Gerindra bilang wacana putusan MK dapat dibatalkan tak miliki dasar hukum

Ilustrasi Putusan MK Nomor 90/PUU-XXI/2023 memberi peluang generasi Z dan milenial menjadi calon presiden dan calon wakil presiden. ANTARA/Ilustrator/Kliwon

...Wacana tentang putusan MK tidak sah, kemudian dapat dibatalkan tidak punya dasar hukum kuat, kata Munafrizal dalam keterangan resmi diterima di Jakarta, Jumat, (27/10/2023)
Jakarta (ANTARA) - Juru Bicara Partai Gerindra Bidang HAM dan Konstitusi Munafrizal Manan mengatakan bahwa tidak ada dasar hukum yang jelas terkait dengan wacana putusan Mahkamah Konstitusi (MK) dalam Perkara Nomor 90/PUU-XXI/2023 tidak sah dan dapat dibatalkan.

Munafrizal mengatakan bahwa MK merupakan lembaga peradilan tingkat pertama dan terakhir yang putusannya bersifat final dan mengikat. Oleh karena itu, kata dia, tidak ada upaya hukum yang bisa menilai putusan MK tersebut tidak sah, kemudian membatalkannya.

"Wacana tentang putusan MK tidak sah, kemudian dapat dibatalkan tidak punya dasar hukum kuat," kata Munafrizal dalam keterangan resmi diterima di Jakarta, Jumat, (27/10/2023).

Pasal 17 ayat (5) dan (6) Undang-Undang Kekuasaan Kehakiman yang mewajibkan hakim mengundurkan diri apabila mempunyai kepentingan langsung atau tidak langsung dengan perkara yang sedang diperiksa, menurut dia, sulit dijadikan dasar hukum untuk membatalkan putusan MK.
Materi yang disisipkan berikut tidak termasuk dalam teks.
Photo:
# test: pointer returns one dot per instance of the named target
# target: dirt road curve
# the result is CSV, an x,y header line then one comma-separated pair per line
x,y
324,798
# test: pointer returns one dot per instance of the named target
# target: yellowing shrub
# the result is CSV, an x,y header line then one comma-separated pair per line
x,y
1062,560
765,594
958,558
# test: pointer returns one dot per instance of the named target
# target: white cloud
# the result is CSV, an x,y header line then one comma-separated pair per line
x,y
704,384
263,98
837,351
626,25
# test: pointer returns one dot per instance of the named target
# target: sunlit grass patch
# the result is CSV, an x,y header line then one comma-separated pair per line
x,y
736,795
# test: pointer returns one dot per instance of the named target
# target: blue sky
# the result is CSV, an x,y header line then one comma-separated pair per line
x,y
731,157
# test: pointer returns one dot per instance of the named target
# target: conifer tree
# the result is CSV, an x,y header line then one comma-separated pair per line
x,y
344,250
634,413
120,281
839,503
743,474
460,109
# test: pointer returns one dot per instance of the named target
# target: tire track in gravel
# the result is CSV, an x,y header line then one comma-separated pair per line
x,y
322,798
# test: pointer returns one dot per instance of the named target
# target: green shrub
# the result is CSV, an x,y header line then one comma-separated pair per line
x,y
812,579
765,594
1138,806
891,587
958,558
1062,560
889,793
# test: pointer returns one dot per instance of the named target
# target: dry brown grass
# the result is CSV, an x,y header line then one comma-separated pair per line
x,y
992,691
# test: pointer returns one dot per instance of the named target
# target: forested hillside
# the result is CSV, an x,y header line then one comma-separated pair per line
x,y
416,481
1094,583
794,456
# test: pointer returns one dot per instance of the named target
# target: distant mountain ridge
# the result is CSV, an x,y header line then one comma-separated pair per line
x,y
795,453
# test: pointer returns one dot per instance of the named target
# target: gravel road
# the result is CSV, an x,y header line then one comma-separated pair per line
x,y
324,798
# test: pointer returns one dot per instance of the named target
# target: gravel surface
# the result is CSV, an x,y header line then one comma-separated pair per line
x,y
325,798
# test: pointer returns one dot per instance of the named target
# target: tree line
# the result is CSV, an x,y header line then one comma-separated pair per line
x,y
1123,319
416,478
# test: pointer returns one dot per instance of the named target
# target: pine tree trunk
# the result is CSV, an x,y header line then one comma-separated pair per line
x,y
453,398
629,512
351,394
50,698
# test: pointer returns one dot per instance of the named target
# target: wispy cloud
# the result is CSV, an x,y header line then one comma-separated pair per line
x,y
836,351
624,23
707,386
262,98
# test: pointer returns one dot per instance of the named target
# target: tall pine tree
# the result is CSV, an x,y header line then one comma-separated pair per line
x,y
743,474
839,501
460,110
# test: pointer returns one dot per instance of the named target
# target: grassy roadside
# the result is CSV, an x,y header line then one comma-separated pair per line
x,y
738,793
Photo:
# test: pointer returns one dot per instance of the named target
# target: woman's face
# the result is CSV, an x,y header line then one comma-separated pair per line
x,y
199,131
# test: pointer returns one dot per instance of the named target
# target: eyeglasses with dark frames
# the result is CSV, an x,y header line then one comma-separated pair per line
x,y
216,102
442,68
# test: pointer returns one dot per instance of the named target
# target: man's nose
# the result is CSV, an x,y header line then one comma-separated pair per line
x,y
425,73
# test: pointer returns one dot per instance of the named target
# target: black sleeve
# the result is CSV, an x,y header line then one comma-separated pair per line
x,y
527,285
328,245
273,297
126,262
Hal tersebut, kata Munafrizal, karena ada benturan norma hukum antara ketentuan hukum yang lebih tinggi dan yang lebih rendah.

Ia menegaskan bahwa dasar hukum putusan MK bersifat final adalah UUD NRI Tahun 1945 yang secara hierarki lebih tinggi daripada UU Kekuasaan Kehakiman.

"Tidak dapat dan tidak boleh hukum lebih rendah menganulir hukum lebih tinggi," tegas dia.

Selain itu, lanjut dia, tidak ada ketentuan yang mengatur tentang prosedur dan mekanisme pemeriksaan ulang perkara yang telah diputus dan membatalkan putusan MK.

"Ketentuan Pasal 17 ayat (5) dan (6) UU Kekuasaan Kehakiman in concreto hanya dapat dilaksanakan untuk lembaga-lembaga peradilan di lingkungan Mahkamah Agung yang sifat putusannya tidak serta-merta final karena ada hierarki kelembagaan bertingkat (pertama, banding, kasasi, dan peninjauan kembali)," paparnya.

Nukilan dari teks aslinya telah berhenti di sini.